If it is not Republican presidents or nominees the left targets, it is the party or prominent GOP figures. For example, Dick Harpootlian, then-Chairman of the South Carolina Democratic Party, compared Nikki Haley to Eva Braun, Hitler’s mistress. Actor, singer, and activist Harry Belafonte dismissed the number of blacks in the Bush administration by noting that “Hitler had a lot of Jews high up in the hierarchy of the Third Reich.”
Germany 1932: A Primer
But circling back to Clyburn’s disingenuous contention that Trump using the federal courts to question the legitimacy of the election is somehow Hitler-esque. Here is the thing: Nothing that is happening today is anything comparable to what transpired 90 years ago.
In the July 1932 German federal election, Hitler’s National Socialist German Workers’ Party received 13.745 million votes, or 37.2% of the vote. This gave the Nazis 230 seats, a gain of 123, but it was not enough to secure a majority government. Germany was governed by a fragmented parliament, which eventually resulted in President Paul von Hindenburg reluctantly appointing Hitler as chancellor of Germany. He soon abolished the democratic system and implemented a one-party state, becoming a dictator.

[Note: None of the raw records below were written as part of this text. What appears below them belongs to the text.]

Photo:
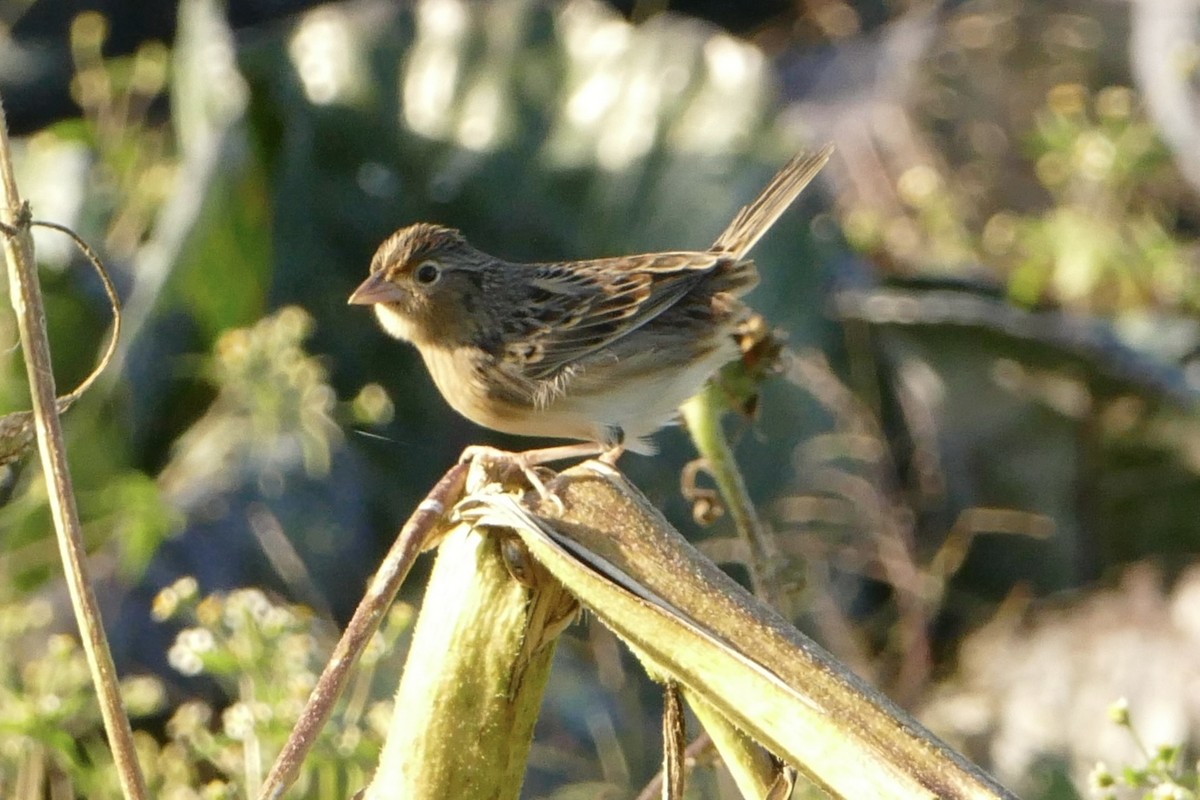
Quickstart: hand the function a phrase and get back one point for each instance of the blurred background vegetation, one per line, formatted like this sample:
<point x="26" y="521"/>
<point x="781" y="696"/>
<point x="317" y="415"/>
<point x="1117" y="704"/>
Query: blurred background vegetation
<point x="981" y="459"/>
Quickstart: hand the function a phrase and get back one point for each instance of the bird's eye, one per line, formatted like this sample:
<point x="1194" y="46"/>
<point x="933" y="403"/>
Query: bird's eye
<point x="427" y="274"/>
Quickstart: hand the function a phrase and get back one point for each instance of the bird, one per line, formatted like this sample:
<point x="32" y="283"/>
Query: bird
<point x="601" y="352"/>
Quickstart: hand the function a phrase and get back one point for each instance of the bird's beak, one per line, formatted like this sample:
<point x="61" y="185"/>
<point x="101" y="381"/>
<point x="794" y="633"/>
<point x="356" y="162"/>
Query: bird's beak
<point x="375" y="289"/>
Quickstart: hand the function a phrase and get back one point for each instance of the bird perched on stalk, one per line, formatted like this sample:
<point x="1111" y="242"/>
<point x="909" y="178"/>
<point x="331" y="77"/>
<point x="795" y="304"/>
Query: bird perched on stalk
<point x="601" y="350"/>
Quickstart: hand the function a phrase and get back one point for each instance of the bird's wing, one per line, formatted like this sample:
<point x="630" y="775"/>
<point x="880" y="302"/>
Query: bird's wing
<point x="573" y="311"/>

Has President Trump abolished elections, made himself president for life, and eviscerated his opposition? In the case of the 2020 election chaos, Trump and his legal team are using the judicial process to present their case of widespread voter fraud. Whether the president wins his argument or not is a different story. For now, the two situations have nothing to do with each other, suggesting that the left needs to study German history and quit thinking all their opponents are the spawn of Hitler.
The Boy Who Cried Hitler
It has been averred that if everyone is Hitler, then nobody is Hitler. Comparing a president or a governor in the United States to the madman from Austria trivializes the six million Jews who died in the Holocaust, as well as the millions more who lost their lives across Europe. Unless an administration is advocating the systematic slaughter of an ethnic group and tossing them into gas chambers, it might be time to tone down the asinine rhetoric. Will the next Republican nominee or president also be Hitler? It sounds like the premise of a 1960s shlock feature film, a la They Saved Hitler’s Brain.